Starting in 2016, I have been teaching a Spring Quarter class at Stanford called Understanding Users. The course focuses on understanding how mobile systems are used in everyday life, both quantitatively and qualitatively.

Starting in 2006, I created and co-taught a Mobile HCI class in the Comparative Media Studies department at MIT with Ed Barrett. This was a very interdisciplinary course covering mobile design, programming, and communication in research settings. In 2014 we were excited to also start running the course as a MOOC on the edX platform (see 21w.789x below). We have had over 175,000 students enroll in this online version.

In the summer of 2011, I taught a 1-day graduate-level summer school class at the University of Zurich. This class covered unique aspects of mobile technology as well as methods to design and evaluate mobile experiences based on data from real-world studies. By the end of the day, students had a wireframe for a new application concept and a few screens implemented in Google App Inventor.

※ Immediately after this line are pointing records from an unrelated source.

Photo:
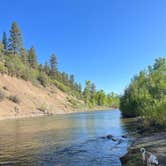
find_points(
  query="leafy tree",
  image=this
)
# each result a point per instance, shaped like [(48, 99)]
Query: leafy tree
[(146, 94), (15, 39)]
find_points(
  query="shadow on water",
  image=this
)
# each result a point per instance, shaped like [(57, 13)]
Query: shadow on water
[(72, 140)]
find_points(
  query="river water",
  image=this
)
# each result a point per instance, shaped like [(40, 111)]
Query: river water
[(65, 140)]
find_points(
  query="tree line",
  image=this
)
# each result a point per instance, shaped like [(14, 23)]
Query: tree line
[(146, 95), (15, 60)]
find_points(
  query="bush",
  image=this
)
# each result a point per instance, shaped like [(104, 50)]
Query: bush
[(15, 99), (43, 108), (146, 95), (61, 86)]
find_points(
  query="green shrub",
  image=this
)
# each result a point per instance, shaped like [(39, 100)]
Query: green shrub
[(15, 99), (3, 69), (43, 108), (146, 95), (61, 86)]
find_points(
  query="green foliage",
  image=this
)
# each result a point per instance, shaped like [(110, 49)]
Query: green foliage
[(99, 98), (146, 94), (17, 61), (4, 41), (1, 50), (15, 99), (43, 108), (14, 65), (43, 78), (61, 86), (53, 65), (32, 58), (3, 69), (2, 95), (15, 39)]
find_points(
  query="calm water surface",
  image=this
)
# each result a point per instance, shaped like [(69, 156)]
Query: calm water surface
[(65, 140)]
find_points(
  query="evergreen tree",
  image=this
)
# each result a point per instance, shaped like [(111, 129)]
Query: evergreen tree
[(4, 41), (87, 93), (15, 39), (1, 49), (53, 65), (24, 56), (32, 57), (72, 80), (47, 68)]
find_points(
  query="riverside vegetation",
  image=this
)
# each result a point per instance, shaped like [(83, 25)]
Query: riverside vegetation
[(19, 62), (145, 98)]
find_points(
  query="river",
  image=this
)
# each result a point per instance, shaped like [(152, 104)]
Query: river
[(65, 140)]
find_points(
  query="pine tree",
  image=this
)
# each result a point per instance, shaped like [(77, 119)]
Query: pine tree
[(72, 80), (53, 65), (4, 41), (15, 39), (32, 58), (87, 93), (1, 50), (24, 56), (47, 68)]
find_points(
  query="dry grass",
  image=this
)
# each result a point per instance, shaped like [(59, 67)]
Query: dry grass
[(32, 98)]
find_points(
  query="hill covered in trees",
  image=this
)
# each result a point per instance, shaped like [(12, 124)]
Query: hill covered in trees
[(20, 62), (146, 95)]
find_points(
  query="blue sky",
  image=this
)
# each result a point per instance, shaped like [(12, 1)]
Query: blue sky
[(105, 41)]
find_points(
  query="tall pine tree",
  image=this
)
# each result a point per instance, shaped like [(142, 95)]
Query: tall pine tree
[(32, 58), (53, 65), (15, 39), (4, 42)]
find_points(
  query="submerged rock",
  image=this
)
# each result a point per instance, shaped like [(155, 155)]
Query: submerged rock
[(124, 136)]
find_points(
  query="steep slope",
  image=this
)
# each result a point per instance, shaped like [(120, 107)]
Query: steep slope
[(22, 99)]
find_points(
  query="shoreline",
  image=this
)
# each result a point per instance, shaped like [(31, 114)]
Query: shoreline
[(152, 142), (33, 115)]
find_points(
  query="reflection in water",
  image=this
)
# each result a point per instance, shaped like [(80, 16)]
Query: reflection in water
[(72, 140)]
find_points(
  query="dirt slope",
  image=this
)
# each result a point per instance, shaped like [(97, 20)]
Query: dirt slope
[(33, 100)]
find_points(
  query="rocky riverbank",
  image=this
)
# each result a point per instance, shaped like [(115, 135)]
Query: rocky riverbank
[(155, 143)]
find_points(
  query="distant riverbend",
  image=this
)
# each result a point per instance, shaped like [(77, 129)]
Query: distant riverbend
[(72, 139)]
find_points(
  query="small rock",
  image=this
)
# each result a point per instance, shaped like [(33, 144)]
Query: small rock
[(124, 136)]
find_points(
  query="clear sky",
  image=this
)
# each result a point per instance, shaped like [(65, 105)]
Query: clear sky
[(106, 41)]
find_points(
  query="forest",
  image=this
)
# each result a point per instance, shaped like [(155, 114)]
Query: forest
[(146, 95), (20, 62)]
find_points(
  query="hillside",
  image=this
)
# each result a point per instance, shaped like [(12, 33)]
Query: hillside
[(20, 98)]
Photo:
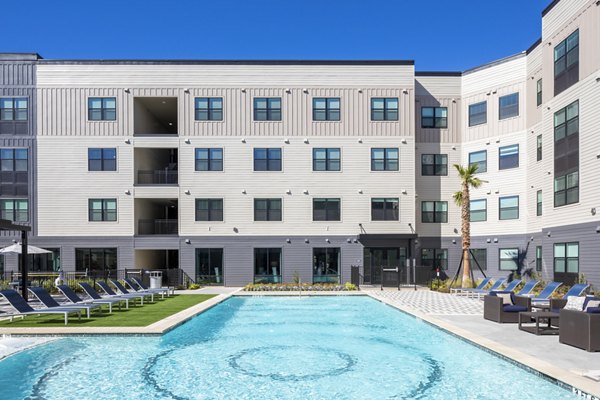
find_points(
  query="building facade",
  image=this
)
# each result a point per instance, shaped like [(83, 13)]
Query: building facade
[(266, 171)]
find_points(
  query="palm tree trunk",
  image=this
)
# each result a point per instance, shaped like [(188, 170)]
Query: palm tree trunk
[(466, 234)]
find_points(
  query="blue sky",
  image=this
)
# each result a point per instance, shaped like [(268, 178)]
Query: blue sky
[(447, 35)]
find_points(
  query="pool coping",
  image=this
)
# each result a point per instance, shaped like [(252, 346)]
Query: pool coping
[(579, 385)]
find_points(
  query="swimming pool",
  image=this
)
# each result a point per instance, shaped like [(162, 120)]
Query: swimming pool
[(332, 347)]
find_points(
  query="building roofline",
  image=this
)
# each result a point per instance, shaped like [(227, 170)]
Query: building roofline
[(230, 62)]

I also taught a graduate level class at the DePaul College of Computing and Digital Media in fall 2010 that followed closely to the undergraudate class that I teach at MIT:

Over the past decade I have also given guest lectures in various corporate and academic settings including in various mobile/interaction design classes at The University of Chicago, The Institute of Design, the MIT Media Lab, University of Washington, Michigan, Rutgers, and KTH University.